Nach der Ermordung des Bürgermeisters stellt der Präsident einen „Plan Michoacán“ vor, um die Sicherheit zu verbessern. Viele sind skeptisch.
„Es ist der neueste von vielen solchen Plänen“, bemerkte Tirado von der Iberoamerikanischen Universität. „Keiner hat funktioniert.“
Das Amt der Bürgermeisterin von Uruapan übernahm Grecia Quiroz, die Witwe von Manzo, die gelobte, den Kampf ihres Mannes gegen die Kartelle fortzusetzen. Als Quiroz letzte Woche ihre rechte Hand hob, um den Amtseid zu leisten, hielt sie den typischen weißen Hut ihres Mannes in ihrem linken Arm.
„Dieser Hut“, erklärte der neue Bürgermeister, „hat eine unaufhaltsame Kraft.“
Auf Demonstrationen, die seinen Tod anprangerten, waren weiße Hüte ein alltäglicher Anblick, und bei seiner Beerdigung zierte ein weißer Hut Manzos Sarg.
Die gut choreografierte Vereidigung seiner Witwe unter besonders strengen Sicherheitsvorkehrungen änderte wenig an der vorherrschenden Stimmung der Angst und Trübsinn in Uruapan. Für die verzweifelten und ängstlichen Bewohner der Stadt ist Hoffnung ein knappes Gut.

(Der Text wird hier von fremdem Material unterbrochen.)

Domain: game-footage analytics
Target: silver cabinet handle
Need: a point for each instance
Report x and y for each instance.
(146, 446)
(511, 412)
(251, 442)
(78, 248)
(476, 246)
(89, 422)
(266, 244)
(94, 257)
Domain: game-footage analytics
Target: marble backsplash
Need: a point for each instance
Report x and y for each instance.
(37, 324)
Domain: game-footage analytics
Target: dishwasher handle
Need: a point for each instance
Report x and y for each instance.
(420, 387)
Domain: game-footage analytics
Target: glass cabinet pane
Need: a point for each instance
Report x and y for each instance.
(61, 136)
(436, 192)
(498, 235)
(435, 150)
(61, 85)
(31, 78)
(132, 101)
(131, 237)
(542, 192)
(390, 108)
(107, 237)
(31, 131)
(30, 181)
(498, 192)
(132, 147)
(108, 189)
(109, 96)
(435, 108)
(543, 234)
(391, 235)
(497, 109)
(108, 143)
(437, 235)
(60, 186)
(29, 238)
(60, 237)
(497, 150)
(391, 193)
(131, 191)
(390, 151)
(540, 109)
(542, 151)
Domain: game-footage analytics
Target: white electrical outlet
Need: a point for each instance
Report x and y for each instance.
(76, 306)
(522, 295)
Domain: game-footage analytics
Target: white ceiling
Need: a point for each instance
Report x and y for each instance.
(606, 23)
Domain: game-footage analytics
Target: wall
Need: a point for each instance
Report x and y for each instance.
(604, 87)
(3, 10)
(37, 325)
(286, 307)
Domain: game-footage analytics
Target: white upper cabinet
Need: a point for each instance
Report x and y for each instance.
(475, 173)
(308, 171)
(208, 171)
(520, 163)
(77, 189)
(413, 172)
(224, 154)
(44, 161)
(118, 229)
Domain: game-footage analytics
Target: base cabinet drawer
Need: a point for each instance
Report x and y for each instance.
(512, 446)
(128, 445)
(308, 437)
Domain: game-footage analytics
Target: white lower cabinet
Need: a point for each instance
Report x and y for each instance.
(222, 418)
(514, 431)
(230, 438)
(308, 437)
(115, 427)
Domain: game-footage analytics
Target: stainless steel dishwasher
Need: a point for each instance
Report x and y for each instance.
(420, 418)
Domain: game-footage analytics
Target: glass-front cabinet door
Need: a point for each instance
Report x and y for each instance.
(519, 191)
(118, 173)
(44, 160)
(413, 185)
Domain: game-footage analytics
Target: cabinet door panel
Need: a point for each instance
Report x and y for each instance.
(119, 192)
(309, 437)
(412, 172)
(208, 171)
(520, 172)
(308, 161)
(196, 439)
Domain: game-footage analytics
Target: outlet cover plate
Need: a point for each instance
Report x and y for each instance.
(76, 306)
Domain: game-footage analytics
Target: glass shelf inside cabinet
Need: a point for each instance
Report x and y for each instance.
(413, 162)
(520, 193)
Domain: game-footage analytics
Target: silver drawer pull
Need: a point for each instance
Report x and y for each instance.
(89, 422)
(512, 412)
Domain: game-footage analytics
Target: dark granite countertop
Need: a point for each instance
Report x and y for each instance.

„Es ist das Narkose Wer hier die Dinge regiert, nicht der Bürgermeister, nicht der Präsident“, sagte Martínez, der Ladenbesitzer. „Carlos Manzo wollte nur sein Volk schützen. Und schauen Sie, was mit ihm passiert ist.“
Zeiten staff wDie Schriftstellerin Kate Linthicum und die Sonderkorrespondentin Cecilia Sánchez Vidal in Mexiko-Stadt haben zu diesem Bericht beigetragen.